Ask any teacher about which families regularly attend parent workshops and they will always say, “the ones that don’t need to.”  

It could be said (and often is said) that the irony of these parent workshops is that the families who need the information the least are the most likely to attend.  But there isn’t any irony here because the families who attend are ones who regularly seek help and are open to suggestions.

Unfortunately, the families who don’t attend are often the ones where the children could use a little bit more support.  
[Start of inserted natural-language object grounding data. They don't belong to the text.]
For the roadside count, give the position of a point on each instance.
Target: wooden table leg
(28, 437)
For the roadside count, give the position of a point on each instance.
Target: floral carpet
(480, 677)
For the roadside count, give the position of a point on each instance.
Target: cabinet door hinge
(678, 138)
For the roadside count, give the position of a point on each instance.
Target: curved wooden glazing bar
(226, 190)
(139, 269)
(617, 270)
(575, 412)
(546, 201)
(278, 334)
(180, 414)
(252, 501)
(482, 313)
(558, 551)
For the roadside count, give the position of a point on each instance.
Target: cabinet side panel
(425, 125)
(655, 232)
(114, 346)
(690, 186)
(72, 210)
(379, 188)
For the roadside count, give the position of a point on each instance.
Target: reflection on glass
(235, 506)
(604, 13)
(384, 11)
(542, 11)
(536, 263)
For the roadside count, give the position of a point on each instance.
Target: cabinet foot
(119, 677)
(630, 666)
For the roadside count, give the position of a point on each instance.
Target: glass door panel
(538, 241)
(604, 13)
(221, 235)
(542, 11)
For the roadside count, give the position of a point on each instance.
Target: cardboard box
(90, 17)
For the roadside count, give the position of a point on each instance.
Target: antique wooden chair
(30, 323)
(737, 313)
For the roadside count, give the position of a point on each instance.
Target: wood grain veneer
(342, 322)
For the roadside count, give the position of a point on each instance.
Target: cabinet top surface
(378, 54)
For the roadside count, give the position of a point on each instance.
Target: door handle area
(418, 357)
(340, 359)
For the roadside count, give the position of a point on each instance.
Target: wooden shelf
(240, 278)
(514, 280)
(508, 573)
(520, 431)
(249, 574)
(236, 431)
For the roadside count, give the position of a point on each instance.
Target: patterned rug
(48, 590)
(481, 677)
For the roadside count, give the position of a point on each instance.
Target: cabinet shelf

During my years of teaching, I would have parents who had a lot of knowledge in child development; perhaps they worked at a school as well, or they were a pediatrician, or even fellow teachers.  But just as often, these parents had unruly, poor-mannered, or disagreeable children.  As a teacher, I spent years trying to figure out why so that I wouldn’t fall into the same traps.

What I finally realized (maybe after having my own kids) was that a lot of these “in-the-know” parents didn’t seek help for their children and made simple mistakes that another set of eyes could have prevented.  

No one is perfect and it really does take a village to raise a child.

 

I myself often seek help from other experts to see a situation from another point of view.  Before I started this, I had to ask myself, “How can I help parents, when I often need help myself?” and it was that very questions that made me realize that this work is even more important than I previously thought.   We need to support each other and not be afraid to seek help.